With catering provided by the school’s culinary department and flat-screen T.V.’s, borrowed from Clark Magnet High School, set up around the room, the Student Center was transformed into a mini banquet hall to host the Verdugo Creative Technologies Consortium’s partner’s reception on Oct. 29.
About 100 partners, including business people, principles and other educators, were in attendance to celebrate the Pathways Career Trust Grant, a six million dollar grant that was awarded to the VCTC.
The consortium is made up of the Glendale and Burbank Unified School Districts, Glendale Community College, California State University, Northridge and the Verdugo Workforce Investment Board. It serves the cities of Glendale and Burbank, regions that are strong centers for digital media, by providing career technical education services and activities designed to prepare students for existing and emerging careers.
The area is home to digital entertainment firms such as DreamWorks, Cartoon Network and Nickelodeon.

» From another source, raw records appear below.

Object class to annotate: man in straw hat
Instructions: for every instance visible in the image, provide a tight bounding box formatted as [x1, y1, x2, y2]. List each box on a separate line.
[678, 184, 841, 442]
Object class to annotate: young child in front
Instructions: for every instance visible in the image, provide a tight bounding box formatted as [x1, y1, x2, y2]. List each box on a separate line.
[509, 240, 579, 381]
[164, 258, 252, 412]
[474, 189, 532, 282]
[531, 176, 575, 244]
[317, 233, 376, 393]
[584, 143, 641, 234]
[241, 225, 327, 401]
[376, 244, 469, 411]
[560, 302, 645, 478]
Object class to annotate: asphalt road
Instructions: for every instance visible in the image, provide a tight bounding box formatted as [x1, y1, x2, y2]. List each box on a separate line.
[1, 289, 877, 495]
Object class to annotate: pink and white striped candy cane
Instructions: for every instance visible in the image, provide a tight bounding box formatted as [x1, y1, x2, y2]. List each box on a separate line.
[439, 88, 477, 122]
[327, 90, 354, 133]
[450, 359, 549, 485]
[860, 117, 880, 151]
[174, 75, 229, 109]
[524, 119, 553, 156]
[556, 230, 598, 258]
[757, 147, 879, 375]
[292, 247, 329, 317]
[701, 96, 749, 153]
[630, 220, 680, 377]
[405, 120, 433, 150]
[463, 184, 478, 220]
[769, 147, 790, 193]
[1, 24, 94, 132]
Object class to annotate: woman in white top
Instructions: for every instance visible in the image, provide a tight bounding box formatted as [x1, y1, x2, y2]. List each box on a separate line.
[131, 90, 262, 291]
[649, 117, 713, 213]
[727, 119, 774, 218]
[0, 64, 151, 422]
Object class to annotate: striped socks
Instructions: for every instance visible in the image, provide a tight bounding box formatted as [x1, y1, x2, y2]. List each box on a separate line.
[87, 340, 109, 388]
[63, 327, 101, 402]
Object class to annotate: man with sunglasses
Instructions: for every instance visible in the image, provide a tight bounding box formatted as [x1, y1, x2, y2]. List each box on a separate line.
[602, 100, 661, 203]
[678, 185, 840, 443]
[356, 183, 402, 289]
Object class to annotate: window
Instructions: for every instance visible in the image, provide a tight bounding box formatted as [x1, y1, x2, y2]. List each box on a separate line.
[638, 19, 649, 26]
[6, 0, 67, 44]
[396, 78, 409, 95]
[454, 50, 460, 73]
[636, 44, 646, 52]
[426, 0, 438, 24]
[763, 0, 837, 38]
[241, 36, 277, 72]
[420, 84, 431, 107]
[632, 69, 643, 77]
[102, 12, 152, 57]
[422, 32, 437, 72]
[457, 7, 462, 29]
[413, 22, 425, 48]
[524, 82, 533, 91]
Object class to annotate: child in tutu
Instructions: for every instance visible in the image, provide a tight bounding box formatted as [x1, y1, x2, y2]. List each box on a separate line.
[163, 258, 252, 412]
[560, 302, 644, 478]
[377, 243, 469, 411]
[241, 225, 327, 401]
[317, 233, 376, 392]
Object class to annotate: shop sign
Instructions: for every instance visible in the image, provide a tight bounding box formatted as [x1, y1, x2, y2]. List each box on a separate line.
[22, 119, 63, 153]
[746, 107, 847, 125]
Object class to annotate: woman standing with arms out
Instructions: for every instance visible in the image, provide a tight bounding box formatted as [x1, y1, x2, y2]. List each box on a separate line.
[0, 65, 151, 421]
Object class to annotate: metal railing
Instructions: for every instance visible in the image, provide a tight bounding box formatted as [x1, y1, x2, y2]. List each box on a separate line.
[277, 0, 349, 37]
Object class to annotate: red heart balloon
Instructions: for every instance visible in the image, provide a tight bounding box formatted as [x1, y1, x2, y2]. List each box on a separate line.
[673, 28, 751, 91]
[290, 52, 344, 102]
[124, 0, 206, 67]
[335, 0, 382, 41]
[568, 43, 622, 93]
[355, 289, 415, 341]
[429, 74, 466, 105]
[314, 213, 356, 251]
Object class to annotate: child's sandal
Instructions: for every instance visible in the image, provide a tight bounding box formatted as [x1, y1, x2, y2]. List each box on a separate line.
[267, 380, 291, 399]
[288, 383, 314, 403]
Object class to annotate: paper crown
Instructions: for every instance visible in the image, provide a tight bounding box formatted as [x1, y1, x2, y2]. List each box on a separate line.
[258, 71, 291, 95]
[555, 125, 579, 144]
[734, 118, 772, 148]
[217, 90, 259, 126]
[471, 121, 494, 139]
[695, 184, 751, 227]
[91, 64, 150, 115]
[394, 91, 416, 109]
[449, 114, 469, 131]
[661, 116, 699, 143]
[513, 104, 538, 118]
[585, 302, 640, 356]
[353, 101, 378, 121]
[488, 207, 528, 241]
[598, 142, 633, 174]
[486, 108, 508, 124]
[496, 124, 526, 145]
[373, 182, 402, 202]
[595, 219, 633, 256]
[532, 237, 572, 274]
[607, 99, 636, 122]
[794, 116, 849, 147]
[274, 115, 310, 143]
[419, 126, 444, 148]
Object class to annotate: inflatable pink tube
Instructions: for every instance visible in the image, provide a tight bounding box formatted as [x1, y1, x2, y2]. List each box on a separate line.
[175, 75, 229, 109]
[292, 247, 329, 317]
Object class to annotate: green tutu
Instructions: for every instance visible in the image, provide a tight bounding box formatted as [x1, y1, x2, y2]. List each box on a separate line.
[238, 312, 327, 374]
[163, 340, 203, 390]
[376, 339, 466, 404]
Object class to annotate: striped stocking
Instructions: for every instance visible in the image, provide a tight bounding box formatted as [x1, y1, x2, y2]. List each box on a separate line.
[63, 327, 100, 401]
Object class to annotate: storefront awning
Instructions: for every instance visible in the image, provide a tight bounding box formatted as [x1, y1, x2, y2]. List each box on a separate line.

A promotional video created by Ryun Hovind, a media arts professor, informed the attendees with more detail about the grant and how schools will not be the only benefactor.
“The California Career Pathways Grant is more than an education grant,” the video’s narrator said. “It is an economic development grant.”
Instead of relying on workers who are not from California, a practice that hurts the local economy, employers will be able to fill jobs with local, qualified workers.
Money from the grant will be spent on new computer labs, industry-standard equipment and development of new curricula that will prepare students for careers in digital manufacturing and media.
Jan Swanson, the dean of the developmental department, said that students can design a part and send it to the college, where the mechanical parts will be developed with a 3-D printer.
Tim Rugas, an NBC Universal recruitment manager, expects technical service staff jobs to double within the next three years. He explained that with the proper training the grant would make providing jobs “much easier.”
“Community colleges are the best breeding grounds for the kind of workers we’re looking for,” he said. “They’re disciplined and willing to work.”